More recently, studies [18] have demonstrated using data collected from a large sample of examinees' results that t-statistics may potentially identify more items that do not fit the model than both the infit and outfit mean square fit statistics. For instance, the number of misfitting items identified by the t-statistic was four times greater than those identified by the mean square fit statistic (23 and 5, respectively).

In addition to research on the dichotomous model, recent work on the polytomous (Rating Scale) model with simulated data has suggested that the variability of mean squares is dependent on sample size and furthermore that the standard deviations for the t-statistics are generally smaller than their expected value (unity) [19]. These authors propose adjusting the critical range employed for both types of fit statistic depending on sample size.

Finally, Smith & Suh [18] have concluded that using mean square statistics may lead researchers to missing significant numbers of misfitting items, which may have an important impact on the development of unidimensional instruments, and that there is, furthermore, a need to understand Type I error rates associated with critical values for fit statistics. On the basis of this Smith and colleagues [16, 18] have suggested that the t-statistic rather than the weighted and unweighted mean squares should be used to identify misfit, given that this statistic appears to be less sensitive to changes in sample size or alternatively to adjust mean square fit statistics using a correction based on the square root of the sample size [16].

However, despite this assertion there are a number of other methodological studies [15, 20] which have shown that the t-statistic is highly sample dependent.
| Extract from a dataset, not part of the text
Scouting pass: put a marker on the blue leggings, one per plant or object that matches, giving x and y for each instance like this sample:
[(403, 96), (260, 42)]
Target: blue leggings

The evaluation and identification of item misfit is critical to the development of unidimensional instruments, and reliable fit statistics play an important part in this. There is uncertainty in the literature to assist health researchers in determining the most appropriate fit statistic to select for developing or modifying questionnaires. Previous research on simulated datasets has focused on the relationship between sample size and fit statistics at the level of groups of items. However, for test users the emphasis is more on which fit statistics are able to identify misfit consistently for individual items. Identification and removal of misfitting items will not only reduce patient burden, but may also improve person measure assessment [5].

Therefore the aim of this study was to investigate the impact of sample size on four commonly used fit statistics, i.e. infit/outfit mean square and their t-statistics for two polytomous Rasch models using data collected from a cancer patient sample.

The study attempted to determine: 1). whether fit statistics (and therefore Type I error rates, i.e. the probability of falsely rejecting an item which does fit the Rasch model) vary with sample size and 2). whether there were any differences in this variation between the different types of fit statistic.